Daniel Sarfati a relu « L'Aleph » de Jorge Luis Borges (L'imaginaire, Gallimard). Il évoque les références de ce texte avec la Kabale et les liens que le grand poète et romancier argentin, qui aimait déchiffrer les labyrinthes de la pensée, entretenait avec le peuple juif.
En 1946, l’écrivain et poète argentin Jorge Luis Borges n’a pas encore une grande renommée et travaille modestement dans une bibliothèque municipale de Buenos Aires.
Il est fonctionnaire.
Le guide dans le labyrinthe des livres
Mais ses écrits très critiques sur Juan Perón, le dictateur qui dirige le pays, lui attirent les foudres de l’administration, qui ordonne sa mutation. Il faut surtout humilier l’intellectuel, l’érudit.
Il est nommé « inspecteur des volailles et des lapins » des marchés de la capitale.
Borges refusera ce poste.
Il devra attendre jusqu’en 1955, lorsque Perón sera chassé du pouvoir, pour être nommé à la tête de la Bibliothèque Nationale.
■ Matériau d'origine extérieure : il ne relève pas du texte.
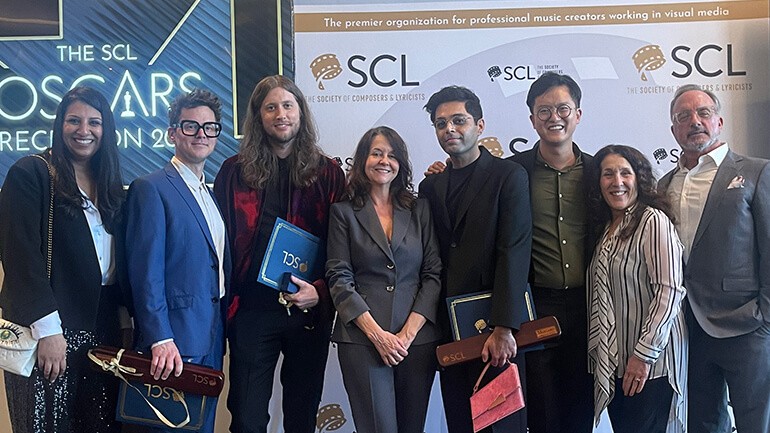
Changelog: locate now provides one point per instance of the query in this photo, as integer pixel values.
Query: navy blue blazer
(172, 265)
L’écrivain aveugle n’y aura pas besoin d’une canne pour se guider dans le labyrinthe des livres.
Une fascination pour le peuple juif
Jorge Luis Borges, né Jorge Francisco Isidoro Luis Borges Acevedo, était fasciné par le peuple juif et son destin.
A la presse antisémite de son pays qui « l’accusait » d’être juif, il répondait qu’à son grand regret et malgré des recherches approfondies, il ne l’était pas.
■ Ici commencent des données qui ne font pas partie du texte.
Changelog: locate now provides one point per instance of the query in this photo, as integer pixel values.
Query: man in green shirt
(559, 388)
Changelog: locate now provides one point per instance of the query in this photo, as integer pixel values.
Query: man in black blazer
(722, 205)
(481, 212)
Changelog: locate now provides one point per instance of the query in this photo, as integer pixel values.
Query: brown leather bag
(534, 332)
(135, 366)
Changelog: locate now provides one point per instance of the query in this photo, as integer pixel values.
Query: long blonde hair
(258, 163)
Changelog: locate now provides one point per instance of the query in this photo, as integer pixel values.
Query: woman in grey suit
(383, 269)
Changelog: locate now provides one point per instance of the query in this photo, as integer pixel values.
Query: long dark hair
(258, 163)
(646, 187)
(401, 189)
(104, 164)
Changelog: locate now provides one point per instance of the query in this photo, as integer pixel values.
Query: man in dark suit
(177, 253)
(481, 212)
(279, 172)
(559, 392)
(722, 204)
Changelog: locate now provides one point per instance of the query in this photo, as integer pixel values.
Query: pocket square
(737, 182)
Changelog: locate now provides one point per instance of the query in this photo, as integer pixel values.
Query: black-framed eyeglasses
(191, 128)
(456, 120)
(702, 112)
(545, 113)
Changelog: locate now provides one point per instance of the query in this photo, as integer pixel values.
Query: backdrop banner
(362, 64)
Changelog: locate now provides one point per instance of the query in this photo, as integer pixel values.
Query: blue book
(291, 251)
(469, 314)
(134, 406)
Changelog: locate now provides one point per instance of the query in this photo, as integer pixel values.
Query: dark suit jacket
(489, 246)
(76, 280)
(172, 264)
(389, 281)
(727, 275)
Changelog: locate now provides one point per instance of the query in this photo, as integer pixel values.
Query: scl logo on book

Mais que si ses détracteurs avaient des informations précises sur ses origines juives, il serait très heureux d’en prendre connaissance.
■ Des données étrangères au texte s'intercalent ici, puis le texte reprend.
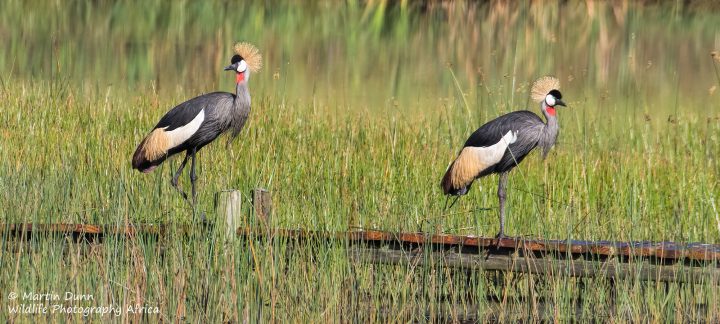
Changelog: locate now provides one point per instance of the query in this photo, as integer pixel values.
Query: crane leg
(502, 183)
(176, 177)
(193, 177)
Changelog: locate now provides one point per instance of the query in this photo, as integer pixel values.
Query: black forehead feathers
(556, 94)
(236, 58)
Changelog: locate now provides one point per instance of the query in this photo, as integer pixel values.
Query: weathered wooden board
(659, 250)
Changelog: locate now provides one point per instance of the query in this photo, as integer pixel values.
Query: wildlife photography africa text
(359, 161)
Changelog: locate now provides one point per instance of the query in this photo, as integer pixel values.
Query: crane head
(554, 98)
(247, 59)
C’est son ami, le Pr Maurice Abramowicz du Collège Calvin de Genève qui lui révélera que le patronyme « Acevedo » a été celui de nombreux marranes.
Ému, Borges lui répondra :
« Je ne sais pas comment faire honneur à ce sang juif qui coule dans mes veines. »
Borges était séfarade.
Inspirations de la Kabbale
Beaucoup de nouvelles de Borges sont inspirées par la Kabbale et en particulier « L’Aleph ».
L’Aleph a été édité en traduction française chez Gallimard en 1967, par les soins de Roger Caillois.
Borges y évoque l’apparition insolite de la lettre hébraïque Aleph (ou d’un objet étrange qui lui correspondrait), dans « un lieu où se trouvent sans se confondre tous les lieux de l’univers ». En hébreu, chaque lettre a une valeur numérique, Aleph possède la valeur numérique un.
C’est un A muet, qui n’est pas une voyelle mais une consonne comme le H.
Elle est chargée d’un grand sens mystique dans la littérature ésotérique juive
Cette première lettre de l’alphabet hébraïque représente de façon muette le 1, l’unicité de Dieu.
Dieu ne se dit pas.
Le Aleph א est aussi le signe de l’Infini.
« Pour la Kabbale, nous rappelle Borges, cette lettre א signifie le Eïn-soph, אין סוף, l’Infini, une autre façon de désigner Dieu.
Le Aleph a la forme d’un homme qui montre le ciel et la terre. »
…
Jorge Luis Borges, fervent admirateur de Spinoza, ne croyait sans doute pas en Dieu.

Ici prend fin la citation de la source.